Starbucks Korea Selatan Diboikot Massal, Ini Pemicu Mengejutkan yang Banyak Dicari 2026
Foto: Starbucks Korea Selatan Diboikot Massal, Ini Pemicu Mengejutkan yang Banyak Dicari 2026. (Illustration by Pexels)
Ukuran teks

Aksi boikot menimpa Starbucks di Korea Selatan sejak awal pekan ini. Kim Hye Joon (30), pelanggan setia, mengkritik promosi Tank Day yang diluncurkan pada 18 Mei 2026, bertepatan dengan peringatan 46 tahun Pemberontakan Gwangju.

Kim mengungkapkan kepada The Korea Times: "Ini sangat ceroboh. Saya tidak akan menghancurkan cangkir seperti di media sosial, tetapi jika ada kafe lokal, saya akan ke sana saja."

Pemberontakan Gwangju tercatat sebagai sejarah kelam di Korea. Terjadi pada 18 Mei 1980, gerakan pro-demokrasi ini meletus sebagai protes terhadap perpanjangan darurat militer oleh junta yang dipimpin Chun Doo Hwan. Tindakan militer menyebabkan ratusan tewas atau hilang. Sejak itu, diakui sebagai tonggak menuju demokratisasi Korea Selatan.

Roh (29), yang hanya ingin disebut nama belakangnya, menilai promosi tersebut naif. Ia lebih memilih kedai kopi lokal ketimbang Starbucks. "Ada kesadaran tak terucapkan tentang sejarah Korea," kata Roh. Hal tersebut menambah kemarahan publik terhadap merek kopi ini.

CEO Starbucks Korea memohon maaf: Kim Dong Young (29) menyebut promosi ini sebagai kesalahan marketing. Ia menegaskan akan menghindari Starbucks sementara waktu. Boikot ini terasa kuat di Gwangju, dengan kepadatan gerai tertinggi kedua setelah Seoul.

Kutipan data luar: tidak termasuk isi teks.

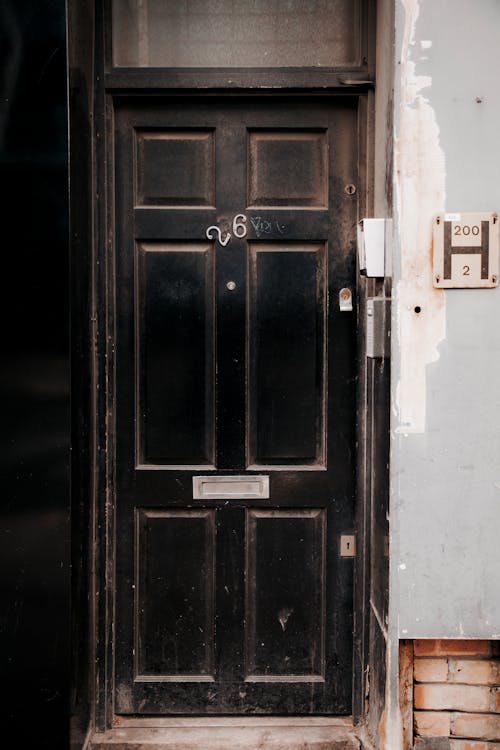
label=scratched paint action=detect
[394,0,446,433]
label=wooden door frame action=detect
[68,0,388,731]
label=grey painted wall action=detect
[390,0,500,638]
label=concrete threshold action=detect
[89,717,360,750]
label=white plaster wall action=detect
[390,0,500,638]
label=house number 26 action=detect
[206,214,247,247]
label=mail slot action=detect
[193,475,269,500]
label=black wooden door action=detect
[114,97,357,714]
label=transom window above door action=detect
[112,0,364,68]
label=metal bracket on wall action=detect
[366,297,390,359]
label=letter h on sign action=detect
[443,221,490,279]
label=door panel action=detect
[136,242,215,466]
[248,242,327,466]
[114,97,357,715]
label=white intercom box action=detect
[358,219,390,278]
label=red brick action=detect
[413,711,451,737]
[448,659,500,685]
[451,713,500,740]
[414,638,490,656]
[413,659,448,682]
[413,684,495,712]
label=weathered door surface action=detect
[114,97,357,714]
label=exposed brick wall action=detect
[413,639,500,750]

Ketua Shinsegae Group, Chung Yong Jin, yang memiliki Starbucks Korea, meminta maaf atas nama konglomerasi itu. Warga Gwangju mendesak penjelasan tentang bagaimana promosi ini disetujui. Di tengah hujan, kelompok masyarakat berkumpul di depan Shinsegae Department Store, menyerukan pengunduran diri Chung. Foto gerai yang kosong di Gwangju menyebar online.

Kondisi ini juga menjadi isu politik lokal: Menyusul pemilu lokal 3 Juni 2026, pemimpin DPK, Jung Chung-rae, meminta anggota dan kampanye menghindari Starbucks untuk mencerminkan sentimen publik. "Kandidat DPK mengunjungi Starbucks dapat meninggalkan kesan buruk," katanya. Jung mengusulkan hukuman berat bagi mereka yang menghina gerakan pro-demokrasi, mengacu pada praktik tegas Jerman terhadap Holocaust. Distorsi gerakan pro-demokrasi Gwangju dapat dipenjara hingga lima tahun berdasarkan undang-undang 2021.

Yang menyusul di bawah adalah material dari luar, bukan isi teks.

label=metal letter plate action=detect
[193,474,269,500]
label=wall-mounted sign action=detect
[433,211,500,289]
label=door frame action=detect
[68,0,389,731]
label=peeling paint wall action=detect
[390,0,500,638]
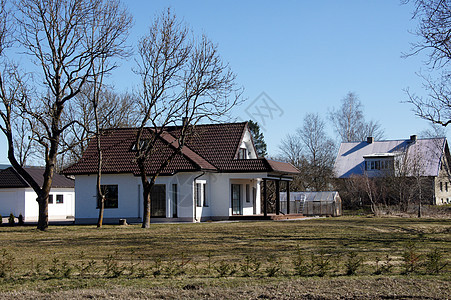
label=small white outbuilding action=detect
[0,167,75,222]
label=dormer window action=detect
[238,148,247,159]
[132,140,149,151]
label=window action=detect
[246,184,251,203]
[194,183,202,207]
[194,182,209,207]
[202,183,208,207]
[172,184,178,218]
[97,184,118,208]
[238,148,247,159]
[150,184,166,218]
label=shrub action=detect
[214,260,236,277]
[345,251,363,275]
[374,254,393,275]
[293,245,309,276]
[0,249,14,278]
[426,248,448,274]
[265,255,280,277]
[240,255,261,277]
[402,242,421,274]
[312,249,331,277]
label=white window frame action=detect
[194,180,210,207]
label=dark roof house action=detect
[63,123,298,175]
[64,122,299,223]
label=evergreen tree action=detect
[248,120,268,157]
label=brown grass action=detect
[0,217,451,299]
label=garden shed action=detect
[280,191,341,217]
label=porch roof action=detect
[63,122,299,175]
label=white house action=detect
[334,135,451,204]
[0,167,75,222]
[64,123,298,223]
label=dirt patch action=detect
[0,277,451,299]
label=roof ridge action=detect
[63,128,138,172]
[340,136,446,144]
[160,131,217,170]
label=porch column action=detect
[263,178,268,217]
[276,180,280,215]
[286,180,290,215]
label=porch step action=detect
[229,214,304,221]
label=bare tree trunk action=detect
[97,148,105,228]
[142,180,152,228]
[36,194,49,231]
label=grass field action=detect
[0,217,451,299]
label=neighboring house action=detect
[0,167,75,222]
[64,123,299,223]
[334,135,451,204]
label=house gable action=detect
[334,138,447,178]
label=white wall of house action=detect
[75,172,264,223]
[0,188,25,217]
[75,174,143,223]
[0,188,75,222]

Kubu calon Wali Kota Seoul dari DPK, Chong Won O, melarang internal Starbucks. Semua staf diwajibkan menghindari gerai tersebut dan membawa pulang barang-barang yang sudah dibeli untuk menghindari kesan mendukung. Politisi progresif lain seperti Son Sol dari Partai Progresif sayap kiri dan Kwon Young Kook dari Partai Keadilan menyerukan boikot Starbucks di media sosial.

Reaksi ini menjalar ke industri acara. Festival Jazz Seoul, yang berlangsung akhir pekan ini di Taman Olimpiade Distrik Songpa, mengumumkan tidak akan mengoperasikan stan Starbucks.

Starbucks di Korea Selatan berbatasan langsung dengan Korea Utara, berpusat di Seoul. Kejadian ini menunjukkan bagaimana sebuah kesalahan pemasaran dapat melibatkan sejarah, politik, dan emosi publik dalam satu waktu.